- Bismarck, Arkansas Location within Arkansas Bismarck, Arkansas Location within the United States
- Coordinates: 34°19′04″N 93°10′41″W﻿ / ﻿34.31778°N 93.17806°W
- Country: United States
- State: Arkansas
- County: Hot Spring
- Elevation: 568 ft (173 m)

Population (2020)
- • Total: 229
- Time zone: UTC-6 (Central (CST))
- • Summer (DST): UTC-5 (CDT)
- ZIP code: 71929
- GNIS feature ID: 2805624

= Bismarck, Arkansas =

Bismarck is a rural unincorporated community and census-designated place (CDP) in Hot Spring County, Arkansas. It was first listed as a CDP in the 2020 census with a population of 229. It is located between Hot Springs and Caddo Valley, centered around the intersection of State Hwy 7 and State Hwy 84 in Hot Spring County, Arkansas, United States.

==Demographics==

Historical population
| Census | Pop. | Note | %± |
| 2020 | 229 |  | — |
U.S. Decennial Census 2020

===2020 census===

Bismarck CDP, Arkansas – Racial and ethnic composition Note: the US Census treats Hispanic/Latino as an ethnic category. This table excludes Latinos from the racial categories and assigns them to a separate category.

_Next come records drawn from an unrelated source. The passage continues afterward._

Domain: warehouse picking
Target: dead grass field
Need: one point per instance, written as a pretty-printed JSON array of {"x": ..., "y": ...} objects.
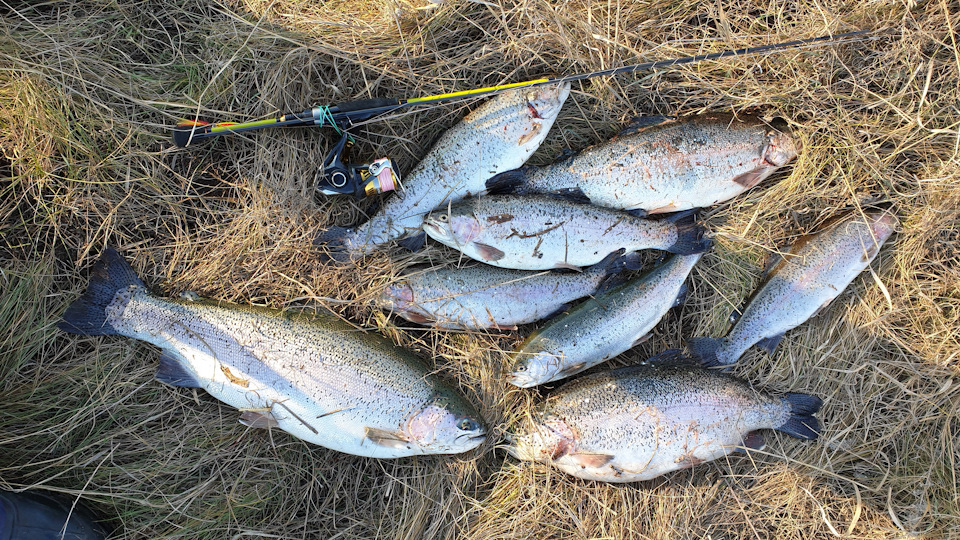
[{"x": 89, "y": 90}]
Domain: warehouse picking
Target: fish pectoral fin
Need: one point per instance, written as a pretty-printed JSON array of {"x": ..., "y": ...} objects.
[
  {"x": 592, "y": 460},
  {"x": 752, "y": 441},
  {"x": 641, "y": 339},
  {"x": 388, "y": 439},
  {"x": 488, "y": 252},
  {"x": 567, "y": 266},
  {"x": 770, "y": 344},
  {"x": 415, "y": 317},
  {"x": 752, "y": 178},
  {"x": 575, "y": 368},
  {"x": 259, "y": 419},
  {"x": 528, "y": 136},
  {"x": 172, "y": 371},
  {"x": 822, "y": 308}
]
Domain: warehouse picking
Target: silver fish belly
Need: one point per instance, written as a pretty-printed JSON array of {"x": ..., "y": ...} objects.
[
  {"x": 315, "y": 377},
  {"x": 639, "y": 422},
  {"x": 813, "y": 272},
  {"x": 693, "y": 163},
  {"x": 481, "y": 297},
  {"x": 500, "y": 135},
  {"x": 599, "y": 328},
  {"x": 537, "y": 232}
]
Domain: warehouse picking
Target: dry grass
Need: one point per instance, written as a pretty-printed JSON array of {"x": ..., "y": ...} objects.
[{"x": 89, "y": 89}]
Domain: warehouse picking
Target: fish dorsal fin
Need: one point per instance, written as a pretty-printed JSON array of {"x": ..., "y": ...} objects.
[
  {"x": 172, "y": 371},
  {"x": 488, "y": 252},
  {"x": 752, "y": 441},
  {"x": 589, "y": 459},
  {"x": 641, "y": 123},
  {"x": 672, "y": 358},
  {"x": 259, "y": 419},
  {"x": 387, "y": 439},
  {"x": 770, "y": 344}
]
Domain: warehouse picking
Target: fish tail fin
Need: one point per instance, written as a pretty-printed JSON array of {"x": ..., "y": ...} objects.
[
  {"x": 704, "y": 350},
  {"x": 414, "y": 242},
  {"x": 507, "y": 182},
  {"x": 334, "y": 241},
  {"x": 691, "y": 236},
  {"x": 802, "y": 424},
  {"x": 88, "y": 314}
]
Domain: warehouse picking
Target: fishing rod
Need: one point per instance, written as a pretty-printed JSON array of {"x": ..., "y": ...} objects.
[{"x": 379, "y": 176}]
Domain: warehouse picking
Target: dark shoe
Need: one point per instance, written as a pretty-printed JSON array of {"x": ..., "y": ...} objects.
[{"x": 33, "y": 516}]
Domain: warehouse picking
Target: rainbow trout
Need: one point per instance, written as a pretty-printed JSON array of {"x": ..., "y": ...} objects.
[
  {"x": 814, "y": 271},
  {"x": 600, "y": 328},
  {"x": 539, "y": 232},
  {"x": 313, "y": 376},
  {"x": 639, "y": 422},
  {"x": 694, "y": 163},
  {"x": 498, "y": 136},
  {"x": 482, "y": 296}
]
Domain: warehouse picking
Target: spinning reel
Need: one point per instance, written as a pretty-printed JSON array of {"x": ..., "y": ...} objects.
[{"x": 363, "y": 180}]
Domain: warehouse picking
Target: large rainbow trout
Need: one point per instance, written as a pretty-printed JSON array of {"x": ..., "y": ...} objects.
[
  {"x": 498, "y": 136},
  {"x": 673, "y": 166},
  {"x": 639, "y": 422},
  {"x": 482, "y": 296},
  {"x": 313, "y": 376},
  {"x": 601, "y": 327},
  {"x": 814, "y": 271}
]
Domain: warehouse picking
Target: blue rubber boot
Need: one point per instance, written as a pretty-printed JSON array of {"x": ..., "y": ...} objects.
[{"x": 33, "y": 516}]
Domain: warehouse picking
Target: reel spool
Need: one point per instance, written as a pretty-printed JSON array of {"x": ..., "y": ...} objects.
[{"x": 364, "y": 180}]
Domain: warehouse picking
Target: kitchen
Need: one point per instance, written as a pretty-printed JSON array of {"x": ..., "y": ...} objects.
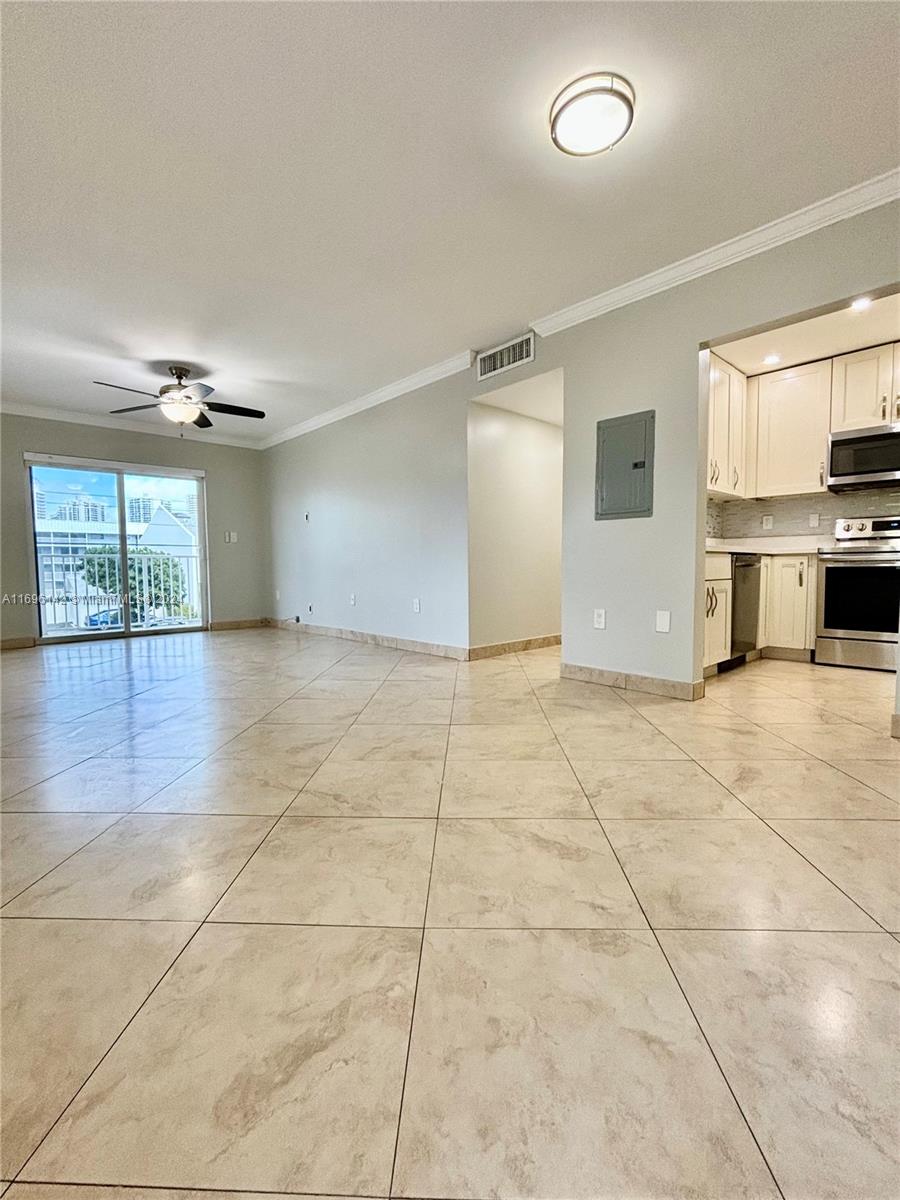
[{"x": 803, "y": 491}]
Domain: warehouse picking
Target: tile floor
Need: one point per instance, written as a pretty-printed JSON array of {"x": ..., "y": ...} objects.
[{"x": 289, "y": 915}]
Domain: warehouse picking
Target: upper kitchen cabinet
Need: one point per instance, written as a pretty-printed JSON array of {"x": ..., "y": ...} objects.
[
  {"x": 792, "y": 430},
  {"x": 726, "y": 467},
  {"x": 862, "y": 389}
]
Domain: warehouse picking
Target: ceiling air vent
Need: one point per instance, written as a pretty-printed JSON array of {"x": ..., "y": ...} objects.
[{"x": 504, "y": 358}]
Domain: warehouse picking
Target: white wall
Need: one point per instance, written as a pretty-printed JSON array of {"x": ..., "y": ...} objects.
[
  {"x": 385, "y": 491},
  {"x": 515, "y": 525}
]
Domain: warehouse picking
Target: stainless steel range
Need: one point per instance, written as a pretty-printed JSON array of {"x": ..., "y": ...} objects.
[{"x": 858, "y": 597}]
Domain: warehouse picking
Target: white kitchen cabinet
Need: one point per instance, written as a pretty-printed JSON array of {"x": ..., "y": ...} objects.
[
  {"x": 789, "y": 607},
  {"x": 726, "y": 466},
  {"x": 862, "y": 390},
  {"x": 717, "y": 640},
  {"x": 793, "y": 414}
]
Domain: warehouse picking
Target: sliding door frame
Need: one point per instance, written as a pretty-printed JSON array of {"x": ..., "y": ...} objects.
[{"x": 120, "y": 469}]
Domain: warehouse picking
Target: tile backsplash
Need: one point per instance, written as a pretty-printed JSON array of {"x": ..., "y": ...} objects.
[{"x": 791, "y": 514}]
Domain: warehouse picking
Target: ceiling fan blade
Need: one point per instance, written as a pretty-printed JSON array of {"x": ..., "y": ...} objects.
[
  {"x": 197, "y": 391},
  {"x": 136, "y": 390},
  {"x": 233, "y": 409}
]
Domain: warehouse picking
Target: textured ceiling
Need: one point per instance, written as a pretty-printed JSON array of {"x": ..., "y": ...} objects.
[{"x": 312, "y": 201}]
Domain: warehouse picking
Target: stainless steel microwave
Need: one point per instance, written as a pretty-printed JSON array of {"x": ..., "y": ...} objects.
[{"x": 864, "y": 459}]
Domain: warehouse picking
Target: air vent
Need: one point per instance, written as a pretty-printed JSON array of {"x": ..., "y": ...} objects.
[{"x": 504, "y": 358}]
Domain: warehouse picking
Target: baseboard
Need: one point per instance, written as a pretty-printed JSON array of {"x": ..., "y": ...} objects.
[
  {"x": 525, "y": 643},
  {"x": 17, "y": 643},
  {"x": 673, "y": 688},
  {"x": 249, "y": 623},
  {"x": 390, "y": 643}
]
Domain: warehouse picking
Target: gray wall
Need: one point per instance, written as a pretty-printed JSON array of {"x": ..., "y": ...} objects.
[
  {"x": 235, "y": 499},
  {"x": 515, "y": 526},
  {"x": 385, "y": 491}
]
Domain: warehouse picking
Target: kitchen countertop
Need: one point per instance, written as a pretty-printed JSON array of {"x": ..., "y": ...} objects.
[{"x": 796, "y": 544}]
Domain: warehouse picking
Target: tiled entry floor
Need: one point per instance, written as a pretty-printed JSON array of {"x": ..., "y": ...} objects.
[{"x": 291, "y": 915}]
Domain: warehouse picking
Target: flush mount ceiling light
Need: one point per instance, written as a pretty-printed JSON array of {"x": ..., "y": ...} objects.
[{"x": 592, "y": 114}]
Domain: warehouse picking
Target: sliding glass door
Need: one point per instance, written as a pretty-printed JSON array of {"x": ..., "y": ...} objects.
[{"x": 117, "y": 551}]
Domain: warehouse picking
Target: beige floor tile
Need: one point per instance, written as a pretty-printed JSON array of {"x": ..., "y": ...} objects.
[
  {"x": 415, "y": 711},
  {"x": 801, "y": 1024},
  {"x": 69, "y": 989},
  {"x": 606, "y": 743},
  {"x": 802, "y": 789},
  {"x": 732, "y": 741},
  {"x": 34, "y": 843},
  {"x": 299, "y": 744},
  {"x": 498, "y": 711},
  {"x": 223, "y": 786},
  {"x": 655, "y": 790},
  {"x": 269, "y": 1059},
  {"x": 552, "y": 874},
  {"x": 883, "y": 777},
  {"x": 393, "y": 743},
  {"x": 100, "y": 785},
  {"x": 305, "y": 711},
  {"x": 838, "y": 742},
  {"x": 503, "y": 742},
  {"x": 511, "y": 790},
  {"x": 862, "y": 857},
  {"x": 546, "y": 1063},
  {"x": 371, "y": 790},
  {"x": 148, "y": 867},
  {"x": 336, "y": 871},
  {"x": 726, "y": 875}
]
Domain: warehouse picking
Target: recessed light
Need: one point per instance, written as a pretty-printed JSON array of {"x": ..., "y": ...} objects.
[{"x": 592, "y": 114}]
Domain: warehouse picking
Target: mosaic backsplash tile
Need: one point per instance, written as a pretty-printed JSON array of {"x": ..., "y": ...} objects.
[{"x": 743, "y": 519}]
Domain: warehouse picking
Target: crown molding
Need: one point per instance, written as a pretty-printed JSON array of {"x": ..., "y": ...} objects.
[
  {"x": 100, "y": 419},
  {"x": 850, "y": 203},
  {"x": 372, "y": 399}
]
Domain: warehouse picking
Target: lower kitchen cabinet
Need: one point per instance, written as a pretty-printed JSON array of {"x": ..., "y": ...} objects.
[
  {"x": 789, "y": 603},
  {"x": 717, "y": 643}
]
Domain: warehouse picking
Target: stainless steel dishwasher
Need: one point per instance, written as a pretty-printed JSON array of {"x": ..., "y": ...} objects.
[{"x": 745, "y": 609}]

Hispanics/Latinos may be of any race.
| Race / Ethnicity (NH = Non-Hispanic) | Pop 2020 | % 2020 |
|---|---|---|
| White alone (NH) | 184 | 80.35% |
| Black or African American alone (NH) | 1 | 0.44% |
| Native American or Alaska Native alone (NH) | 4 | 1.75% |
| Asian alone (NH) | 0 | 0.00% |
| Pacific Islander alone (NH) | 0 | 0.00% |
| Some Other Race alone (NH) | 0 | 0.00% |
| Mixed Race or Multi-Racial (NH) | 16 | 6.99% |
| Hispanic or Latino (any race) | 24 | 10.48% |
| Total | 229 | 100.00% |

==Education==
Public education is provided by the Bismarck School District, which provides elementary and secondary education.